Las Sombras de la Inconsistencia: Calidad y Frescura en Duda

El mayor problema que enfrenta Barullo Cantina es la falta de uniformidad en la calidad de su comida. Mientras un cliente puede disfrutar de una cena memorable, otro puede llevarse una profunda decepción. Las críticas negativas son específicas y apuntan a fallos graves en la cocina. Se mencionan rabas con poco sabor, una pechuga de pollo grillada que resultó ser una porción mínima y sin las marcas de la parrilla, y pan que llegó tarde a la mesa, duro y con apariencia de ser viejo.
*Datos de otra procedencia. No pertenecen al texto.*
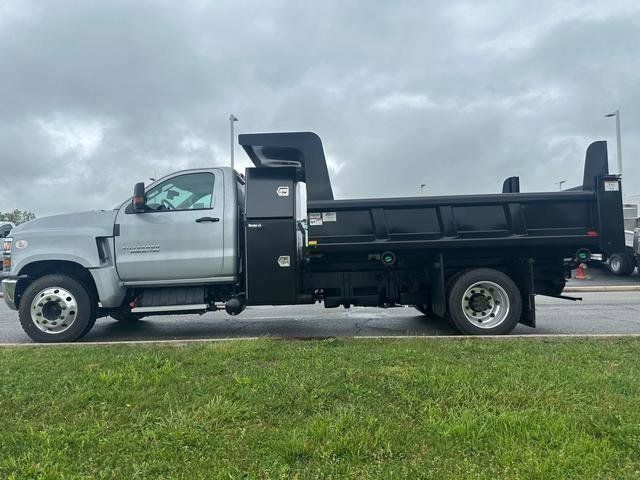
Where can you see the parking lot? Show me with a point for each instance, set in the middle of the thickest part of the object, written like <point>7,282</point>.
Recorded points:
<point>598,313</point>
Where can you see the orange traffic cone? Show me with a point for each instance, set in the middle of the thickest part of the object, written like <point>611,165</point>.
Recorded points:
<point>580,273</point>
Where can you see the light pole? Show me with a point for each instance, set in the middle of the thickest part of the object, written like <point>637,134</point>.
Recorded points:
<point>618,139</point>
<point>232,120</point>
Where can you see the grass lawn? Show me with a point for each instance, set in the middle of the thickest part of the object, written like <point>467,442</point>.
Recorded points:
<point>546,409</point>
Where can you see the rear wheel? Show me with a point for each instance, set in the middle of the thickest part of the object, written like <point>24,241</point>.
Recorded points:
<point>56,308</point>
<point>484,302</point>
<point>621,264</point>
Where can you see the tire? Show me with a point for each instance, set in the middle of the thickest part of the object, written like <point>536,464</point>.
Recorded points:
<point>63,299</point>
<point>621,264</point>
<point>124,316</point>
<point>484,301</point>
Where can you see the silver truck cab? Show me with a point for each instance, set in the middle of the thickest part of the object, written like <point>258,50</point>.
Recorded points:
<point>188,235</point>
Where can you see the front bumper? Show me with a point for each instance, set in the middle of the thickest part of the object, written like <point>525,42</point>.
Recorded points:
<point>8,288</point>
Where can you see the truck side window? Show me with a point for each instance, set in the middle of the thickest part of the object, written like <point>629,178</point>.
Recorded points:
<point>191,191</point>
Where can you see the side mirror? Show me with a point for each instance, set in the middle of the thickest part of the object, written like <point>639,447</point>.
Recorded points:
<point>139,202</point>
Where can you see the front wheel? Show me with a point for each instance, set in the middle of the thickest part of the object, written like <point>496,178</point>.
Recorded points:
<point>56,308</point>
<point>484,302</point>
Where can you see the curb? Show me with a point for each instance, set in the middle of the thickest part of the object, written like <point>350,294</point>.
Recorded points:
<point>603,288</point>
<point>185,342</point>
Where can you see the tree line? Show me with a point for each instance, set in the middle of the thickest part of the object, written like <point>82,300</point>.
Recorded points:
<point>17,216</point>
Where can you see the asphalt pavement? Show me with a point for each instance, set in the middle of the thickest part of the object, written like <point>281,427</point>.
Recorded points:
<point>598,313</point>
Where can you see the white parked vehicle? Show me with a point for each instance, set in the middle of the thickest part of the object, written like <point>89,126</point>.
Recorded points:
<point>624,263</point>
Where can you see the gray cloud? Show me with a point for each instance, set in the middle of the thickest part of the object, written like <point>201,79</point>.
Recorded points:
<point>458,95</point>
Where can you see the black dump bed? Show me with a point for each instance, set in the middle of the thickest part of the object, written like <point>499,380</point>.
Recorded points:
<point>559,223</point>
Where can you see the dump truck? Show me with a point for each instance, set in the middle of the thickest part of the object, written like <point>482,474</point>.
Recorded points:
<point>211,239</point>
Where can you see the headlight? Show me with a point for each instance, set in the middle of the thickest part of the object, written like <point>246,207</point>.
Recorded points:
<point>6,254</point>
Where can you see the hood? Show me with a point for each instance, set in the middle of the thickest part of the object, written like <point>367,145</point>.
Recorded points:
<point>99,222</point>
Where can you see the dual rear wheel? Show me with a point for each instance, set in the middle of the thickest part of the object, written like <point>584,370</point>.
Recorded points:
<point>482,301</point>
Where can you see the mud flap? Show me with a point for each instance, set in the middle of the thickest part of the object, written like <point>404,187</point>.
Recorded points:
<point>524,279</point>
<point>438,289</point>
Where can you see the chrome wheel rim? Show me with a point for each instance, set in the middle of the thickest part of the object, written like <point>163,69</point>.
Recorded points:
<point>54,310</point>
<point>485,304</point>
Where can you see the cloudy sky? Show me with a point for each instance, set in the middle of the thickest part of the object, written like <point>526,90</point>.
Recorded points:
<point>97,95</point>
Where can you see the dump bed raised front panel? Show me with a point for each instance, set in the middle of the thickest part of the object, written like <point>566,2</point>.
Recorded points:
<point>568,218</point>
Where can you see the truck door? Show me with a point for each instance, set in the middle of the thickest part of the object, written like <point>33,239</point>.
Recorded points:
<point>179,237</point>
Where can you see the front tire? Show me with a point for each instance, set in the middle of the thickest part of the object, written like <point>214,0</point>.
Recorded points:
<point>484,302</point>
<point>56,308</point>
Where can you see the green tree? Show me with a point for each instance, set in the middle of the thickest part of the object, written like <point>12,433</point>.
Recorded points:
<point>17,216</point>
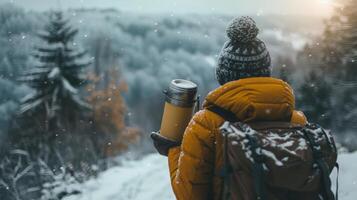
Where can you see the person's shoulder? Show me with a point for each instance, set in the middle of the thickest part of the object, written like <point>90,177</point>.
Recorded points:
<point>207,119</point>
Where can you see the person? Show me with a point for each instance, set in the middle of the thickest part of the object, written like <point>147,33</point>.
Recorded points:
<point>248,90</point>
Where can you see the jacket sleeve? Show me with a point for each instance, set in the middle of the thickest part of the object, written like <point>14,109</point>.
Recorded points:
<point>192,164</point>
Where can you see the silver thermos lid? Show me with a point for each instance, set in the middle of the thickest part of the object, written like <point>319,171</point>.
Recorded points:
<point>181,93</point>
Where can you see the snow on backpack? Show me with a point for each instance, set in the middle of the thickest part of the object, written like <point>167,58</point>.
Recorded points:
<point>276,160</point>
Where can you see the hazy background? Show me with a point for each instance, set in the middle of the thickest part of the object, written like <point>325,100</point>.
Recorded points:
<point>134,49</point>
<point>282,7</point>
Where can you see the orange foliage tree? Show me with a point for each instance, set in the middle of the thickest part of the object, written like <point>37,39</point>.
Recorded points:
<point>109,113</point>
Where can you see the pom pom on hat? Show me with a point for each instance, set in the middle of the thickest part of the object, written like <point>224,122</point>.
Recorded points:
<point>242,29</point>
<point>244,55</point>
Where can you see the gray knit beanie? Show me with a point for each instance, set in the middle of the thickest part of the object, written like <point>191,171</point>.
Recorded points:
<point>243,55</point>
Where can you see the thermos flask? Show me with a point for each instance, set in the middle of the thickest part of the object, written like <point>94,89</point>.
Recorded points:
<point>180,101</point>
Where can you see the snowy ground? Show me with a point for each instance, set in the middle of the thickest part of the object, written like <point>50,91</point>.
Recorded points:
<point>148,179</point>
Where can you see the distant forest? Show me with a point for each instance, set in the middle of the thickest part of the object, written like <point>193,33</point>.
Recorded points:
<point>80,86</point>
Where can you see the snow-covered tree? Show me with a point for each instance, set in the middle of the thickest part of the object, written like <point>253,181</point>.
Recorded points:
<point>56,78</point>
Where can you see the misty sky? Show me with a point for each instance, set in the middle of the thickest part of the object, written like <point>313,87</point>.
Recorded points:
<point>306,7</point>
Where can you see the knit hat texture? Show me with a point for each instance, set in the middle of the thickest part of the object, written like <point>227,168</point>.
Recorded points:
<point>243,55</point>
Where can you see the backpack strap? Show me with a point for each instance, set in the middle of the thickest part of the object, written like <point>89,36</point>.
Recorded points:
<point>318,157</point>
<point>225,114</point>
<point>258,170</point>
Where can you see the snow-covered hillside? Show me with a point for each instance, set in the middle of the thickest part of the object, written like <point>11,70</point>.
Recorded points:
<point>148,179</point>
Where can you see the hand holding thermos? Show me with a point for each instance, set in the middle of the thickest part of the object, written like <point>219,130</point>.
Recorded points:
<point>181,99</point>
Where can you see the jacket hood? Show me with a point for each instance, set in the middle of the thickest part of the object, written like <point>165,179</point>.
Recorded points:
<point>255,99</point>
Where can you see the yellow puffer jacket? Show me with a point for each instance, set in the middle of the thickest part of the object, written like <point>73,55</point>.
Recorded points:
<point>195,165</point>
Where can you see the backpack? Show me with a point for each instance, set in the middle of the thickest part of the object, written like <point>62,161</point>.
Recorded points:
<point>276,160</point>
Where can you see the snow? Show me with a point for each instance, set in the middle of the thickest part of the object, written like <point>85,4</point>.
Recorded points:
<point>148,179</point>
<point>135,180</point>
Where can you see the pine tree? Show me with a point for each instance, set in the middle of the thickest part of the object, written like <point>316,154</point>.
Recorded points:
<point>56,78</point>
<point>315,99</point>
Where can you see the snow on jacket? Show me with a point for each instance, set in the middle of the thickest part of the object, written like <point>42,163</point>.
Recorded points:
<point>196,164</point>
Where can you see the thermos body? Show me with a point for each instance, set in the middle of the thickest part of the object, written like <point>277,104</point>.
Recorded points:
<point>180,101</point>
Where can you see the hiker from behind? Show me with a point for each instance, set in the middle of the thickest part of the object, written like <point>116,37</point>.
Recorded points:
<point>202,165</point>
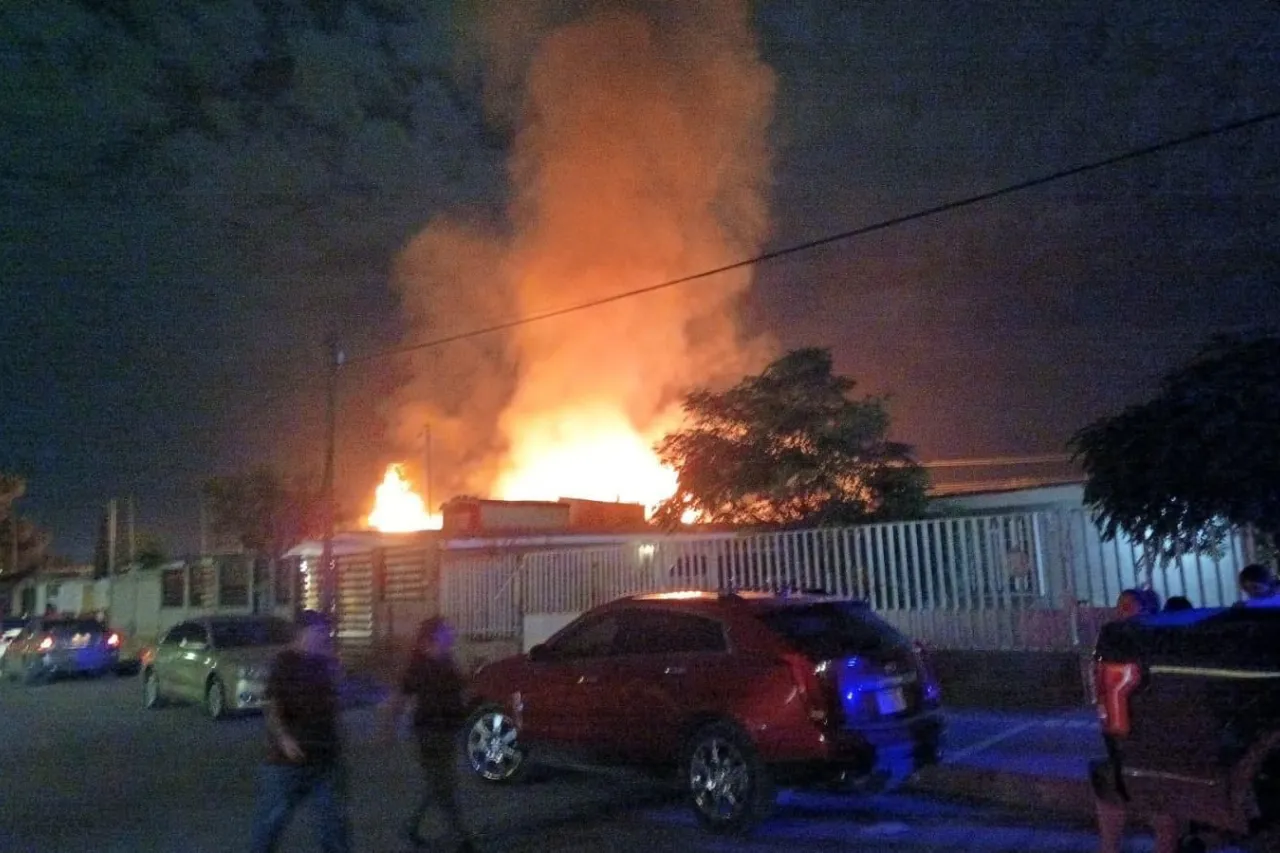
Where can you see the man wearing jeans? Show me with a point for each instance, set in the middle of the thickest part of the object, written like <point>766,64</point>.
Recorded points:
<point>304,758</point>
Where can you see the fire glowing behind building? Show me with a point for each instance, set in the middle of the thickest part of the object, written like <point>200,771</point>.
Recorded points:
<point>639,154</point>
<point>397,509</point>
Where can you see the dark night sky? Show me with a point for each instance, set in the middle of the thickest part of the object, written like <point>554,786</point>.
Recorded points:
<point>195,192</point>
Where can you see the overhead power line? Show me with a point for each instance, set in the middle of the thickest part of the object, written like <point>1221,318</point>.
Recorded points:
<point>1133,154</point>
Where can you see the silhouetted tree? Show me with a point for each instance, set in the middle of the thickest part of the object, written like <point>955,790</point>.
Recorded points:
<point>1179,471</point>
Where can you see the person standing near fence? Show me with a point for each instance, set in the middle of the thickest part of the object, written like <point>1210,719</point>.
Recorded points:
<point>434,685</point>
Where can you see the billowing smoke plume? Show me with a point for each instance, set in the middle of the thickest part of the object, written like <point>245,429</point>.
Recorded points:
<point>639,154</point>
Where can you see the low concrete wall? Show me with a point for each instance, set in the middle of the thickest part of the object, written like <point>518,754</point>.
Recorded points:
<point>1010,680</point>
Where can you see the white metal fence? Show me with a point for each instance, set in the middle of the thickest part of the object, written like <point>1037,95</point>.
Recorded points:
<point>1025,580</point>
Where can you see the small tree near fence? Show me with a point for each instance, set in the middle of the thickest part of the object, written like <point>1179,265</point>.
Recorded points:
<point>790,447</point>
<point>1183,470</point>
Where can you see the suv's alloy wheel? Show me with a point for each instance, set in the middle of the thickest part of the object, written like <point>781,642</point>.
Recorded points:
<point>730,787</point>
<point>493,747</point>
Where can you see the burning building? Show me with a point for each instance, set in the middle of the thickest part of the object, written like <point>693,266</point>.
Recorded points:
<point>639,154</point>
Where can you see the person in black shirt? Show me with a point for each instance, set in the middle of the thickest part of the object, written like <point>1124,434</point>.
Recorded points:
<point>432,682</point>
<point>304,752</point>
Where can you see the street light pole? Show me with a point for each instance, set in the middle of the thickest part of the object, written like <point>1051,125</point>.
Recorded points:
<point>328,570</point>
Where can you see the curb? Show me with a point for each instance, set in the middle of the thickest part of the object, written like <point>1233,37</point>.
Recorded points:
<point>1061,797</point>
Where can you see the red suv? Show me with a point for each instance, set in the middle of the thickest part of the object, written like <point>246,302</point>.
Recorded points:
<point>740,690</point>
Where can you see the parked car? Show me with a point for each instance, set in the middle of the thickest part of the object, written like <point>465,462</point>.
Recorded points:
<point>10,628</point>
<point>1191,717</point>
<point>220,662</point>
<point>740,692</point>
<point>50,646</point>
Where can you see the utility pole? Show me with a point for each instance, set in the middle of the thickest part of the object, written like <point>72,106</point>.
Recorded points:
<point>328,569</point>
<point>112,520</point>
<point>204,525</point>
<point>13,536</point>
<point>133,538</point>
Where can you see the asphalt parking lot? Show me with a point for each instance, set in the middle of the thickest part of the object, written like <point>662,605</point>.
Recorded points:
<point>85,767</point>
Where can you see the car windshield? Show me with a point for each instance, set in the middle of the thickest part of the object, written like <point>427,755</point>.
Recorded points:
<point>259,632</point>
<point>832,629</point>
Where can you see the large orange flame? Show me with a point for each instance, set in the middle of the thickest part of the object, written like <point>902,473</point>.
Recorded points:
<point>593,454</point>
<point>397,509</point>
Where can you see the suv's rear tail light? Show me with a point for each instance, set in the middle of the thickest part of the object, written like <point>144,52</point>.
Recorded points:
<point>1115,684</point>
<point>809,678</point>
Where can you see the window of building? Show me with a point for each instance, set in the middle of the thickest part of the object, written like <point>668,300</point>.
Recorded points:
<point>173,588</point>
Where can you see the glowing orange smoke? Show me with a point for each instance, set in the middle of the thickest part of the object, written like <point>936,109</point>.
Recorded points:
<point>589,452</point>
<point>397,509</point>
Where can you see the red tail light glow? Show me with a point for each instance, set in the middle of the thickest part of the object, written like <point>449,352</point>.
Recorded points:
<point>1115,684</point>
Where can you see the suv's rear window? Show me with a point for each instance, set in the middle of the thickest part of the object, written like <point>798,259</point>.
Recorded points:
<point>832,629</point>
<point>266,632</point>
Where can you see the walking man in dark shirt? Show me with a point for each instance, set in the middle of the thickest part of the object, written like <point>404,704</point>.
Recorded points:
<point>432,682</point>
<point>304,758</point>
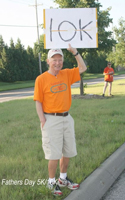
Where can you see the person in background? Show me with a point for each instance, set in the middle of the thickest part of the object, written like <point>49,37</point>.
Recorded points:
<point>52,94</point>
<point>108,77</point>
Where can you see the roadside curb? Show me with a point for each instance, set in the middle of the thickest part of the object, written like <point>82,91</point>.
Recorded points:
<point>98,183</point>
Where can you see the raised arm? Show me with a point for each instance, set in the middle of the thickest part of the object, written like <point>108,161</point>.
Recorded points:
<point>81,65</point>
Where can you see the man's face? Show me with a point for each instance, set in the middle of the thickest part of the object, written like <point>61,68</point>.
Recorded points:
<point>55,63</point>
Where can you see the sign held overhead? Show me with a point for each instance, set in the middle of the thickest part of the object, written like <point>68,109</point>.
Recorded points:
<point>77,26</point>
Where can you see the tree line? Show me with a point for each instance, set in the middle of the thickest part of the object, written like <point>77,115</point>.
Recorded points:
<point>18,64</point>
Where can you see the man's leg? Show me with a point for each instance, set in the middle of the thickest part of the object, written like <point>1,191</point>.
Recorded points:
<point>64,164</point>
<point>52,165</point>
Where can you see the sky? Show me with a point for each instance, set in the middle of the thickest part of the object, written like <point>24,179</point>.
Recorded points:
<point>18,18</point>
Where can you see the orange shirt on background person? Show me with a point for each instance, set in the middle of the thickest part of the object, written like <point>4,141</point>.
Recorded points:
<point>54,92</point>
<point>108,77</point>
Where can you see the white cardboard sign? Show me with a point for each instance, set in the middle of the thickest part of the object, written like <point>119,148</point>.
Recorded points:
<point>77,26</point>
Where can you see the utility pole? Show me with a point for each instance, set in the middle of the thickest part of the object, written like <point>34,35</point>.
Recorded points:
<point>39,54</point>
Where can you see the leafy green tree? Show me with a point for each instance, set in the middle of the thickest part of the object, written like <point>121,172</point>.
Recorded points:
<point>117,56</point>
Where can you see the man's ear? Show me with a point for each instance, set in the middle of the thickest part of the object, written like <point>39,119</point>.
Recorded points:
<point>47,61</point>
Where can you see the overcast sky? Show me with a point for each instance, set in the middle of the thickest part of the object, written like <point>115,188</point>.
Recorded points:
<point>14,14</point>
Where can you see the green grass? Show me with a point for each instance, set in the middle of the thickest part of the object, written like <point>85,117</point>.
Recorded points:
<point>16,85</point>
<point>26,84</point>
<point>99,75</point>
<point>118,88</point>
<point>100,130</point>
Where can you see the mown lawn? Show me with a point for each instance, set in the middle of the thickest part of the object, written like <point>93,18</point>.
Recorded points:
<point>100,130</point>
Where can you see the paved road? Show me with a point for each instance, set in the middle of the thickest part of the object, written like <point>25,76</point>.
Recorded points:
<point>28,92</point>
<point>117,191</point>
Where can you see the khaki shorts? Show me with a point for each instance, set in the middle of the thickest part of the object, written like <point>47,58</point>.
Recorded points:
<point>58,137</point>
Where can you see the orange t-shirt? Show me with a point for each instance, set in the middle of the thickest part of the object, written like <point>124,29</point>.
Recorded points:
<point>54,92</point>
<point>108,77</point>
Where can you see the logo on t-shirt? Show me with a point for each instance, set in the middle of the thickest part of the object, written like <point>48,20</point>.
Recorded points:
<point>58,88</point>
La frescura de los productos es otro punto crítico que surge en múltiples relatos. Una experiencia particularmente negativa detalla un postre de queso y dulce donde el queso presentaba "cosas verdes" y un sabor desagradable, una alerta roja para cualquier comensal. Esta preocupación por la frescura se extiende a los desayunos y meriendas. Un cliente que pidió una promoción con torta se encontró con que, de las tres opciones ofrecidas, solo una estaba disponible, y la que recibió estaba "seca" y "dura", con la clara apariencia de no ser del día. Este tipo de situaciones socavan la confianza y contradicen la imagen de calidad que un buen bodegón tradicional debe proyectar.

Un Lugar con Potencial pero con Riesgos

Barullo Cantina es un establecimiento con dos caras. Por un lado, tiene el potencial para ofrecer una de las mejores experiencias de bodegones en Quilmes, gracias a su ambiente acogedor, una carta variada y la capacidad de entregar platos sabrosos y abundantes. Es un lugar que, en sus días buenos, cumple con la promesa de calidez y buena comida.

Por otro lado, la inconsistencia es su talón de Aquiles. El riesgo de recibir un plato mal ejecutado, un producto que no está fresco o un servicio deficiente es real y está documentado en las experiencias de sus clientes. Para el comensal potencial, la visita a Barullo Cantina implica una apuesta: puede resultar en una velada sumamente grata o en una experiencia frustrante. La decisión de visitarlo dependerá de si se está dispuesto a correr ese riesgo, esperando encontrar la mejor versión de lo que este popular, aunque irregular, local de Quilmes tiene para ofrecer.